Oh, I had heard about the terrible twos, I had been primed about toddler tantrums and I’d been given the 411 on irrational outbursts, but nothing, and I mean nothing, prepared me for the horror I felt at the time.

Standing in the cereal aisle of my local supermarket and watching my two-year-old daughter drop to her knees and begin to howl, shriek and spit left me horrified.

Every single piece of advice I had been given disappeared and I found myself turning my back on my wailing child, making my way to the end of the aisle and leaning against my trolley for support.

She was out of control and I had no idea how to deal with it.

Heart pounding, I watched concerned adults glance at my daughter and no doubt wonder where her parent was. When I saw one woman crouch beside her I knew I had to do something, but I felt like I was made of lead.

Making my way back up the aisle to the child I had left behind, I was treated only with kindness by the middle-aged woman attempting to placate my daughter.

That moment has been etched in my mind ever since, so I felt nothing but sympathy for the parents of Bradley Lawton who were told they couldn’t control their autistic son on a recent trip to an Iceland store.

Bradley’s father Matthew was understandably outraged at the accusation and given his son’s needs, feels passionately that people should exercise a little more understanding when it comes to children’s behaviour in public.

Bradley’s parents would have tended to their son in a way that matched his needs and to be told they were incapable of controlling him did nothing but intensify the situation.

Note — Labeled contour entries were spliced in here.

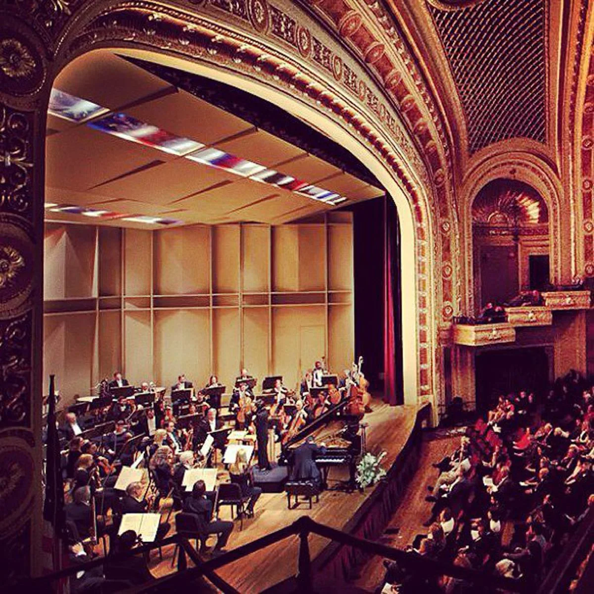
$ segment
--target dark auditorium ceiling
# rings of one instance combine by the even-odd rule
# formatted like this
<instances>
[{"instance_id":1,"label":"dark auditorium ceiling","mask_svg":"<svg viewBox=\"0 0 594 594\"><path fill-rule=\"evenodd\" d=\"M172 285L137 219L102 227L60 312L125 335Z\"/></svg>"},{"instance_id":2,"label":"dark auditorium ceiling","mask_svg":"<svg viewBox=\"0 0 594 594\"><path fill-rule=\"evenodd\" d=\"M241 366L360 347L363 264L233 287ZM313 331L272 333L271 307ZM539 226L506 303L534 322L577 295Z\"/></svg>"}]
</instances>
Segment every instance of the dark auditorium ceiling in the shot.
<instances>
[{"instance_id":1,"label":"dark auditorium ceiling","mask_svg":"<svg viewBox=\"0 0 594 594\"><path fill-rule=\"evenodd\" d=\"M545 143L546 0L484 0L459 10L439 4L429 2L430 10L464 110L469 151L512 138ZM469 4L448 3L457 4Z\"/></svg>"}]
</instances>

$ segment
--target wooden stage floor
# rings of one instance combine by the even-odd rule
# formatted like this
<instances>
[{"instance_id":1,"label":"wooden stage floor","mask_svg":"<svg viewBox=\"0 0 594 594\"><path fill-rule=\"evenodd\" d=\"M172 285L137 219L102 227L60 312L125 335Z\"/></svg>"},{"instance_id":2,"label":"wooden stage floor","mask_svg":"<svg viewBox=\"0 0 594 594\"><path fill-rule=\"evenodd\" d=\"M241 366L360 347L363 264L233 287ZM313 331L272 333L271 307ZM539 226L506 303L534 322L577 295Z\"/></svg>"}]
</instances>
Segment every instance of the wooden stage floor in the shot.
<instances>
[{"instance_id":1,"label":"wooden stage floor","mask_svg":"<svg viewBox=\"0 0 594 594\"><path fill-rule=\"evenodd\" d=\"M388 469L400 453L415 425L417 408L414 406L390 407L377 399L372 402L373 411L365 416L369 424L366 429L367 450L375 453L385 450L387 456L384 467ZM219 475L225 480L224 473ZM253 519L244 519L244 528L239 530L239 522L231 535L227 548L231 549L286 526L304 514L309 515L320 523L340 529L372 492L374 487L363 492L345 493L333 491L336 481L348 478L347 469L333 468L328 477L327 491L322 492L320 502L312 509L304 504L296 510L287 508L287 498L283 493L264 493L256 504ZM228 508L221 510L222 520L230 519ZM322 551L328 541L322 537L309 537L311 558ZM230 563L217 573L241 592L257 592L282 581L297 571L298 538L286 539L281 542ZM173 547L164 548L162 561L151 566L156 577L170 573ZM158 557L153 554L156 561Z\"/></svg>"}]
</instances>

Had I been subjected to the same accusation during Ella’s meltdown, I would have struggled to maintain my composure. Lord knows, I was struggling as it was.

No parent goes out with the intention of allowing their children to scream, kick, wail or thrash, but sometimes kids have other ideas. That’s life.

We mightn’t know why the child is behaving as they are; there may be extenuating circumstances or it may be a run-of-the-mill meltdown, but really, it doesn’t matter.

Some days their parent may be better equipped to deal with the behaviour and some days they might struggle, but you can be sure that their parent dislikes it just as much as you do.

Be empathetic, not judgemental. One thing’s for certain: they’re dealing with it as best as they can.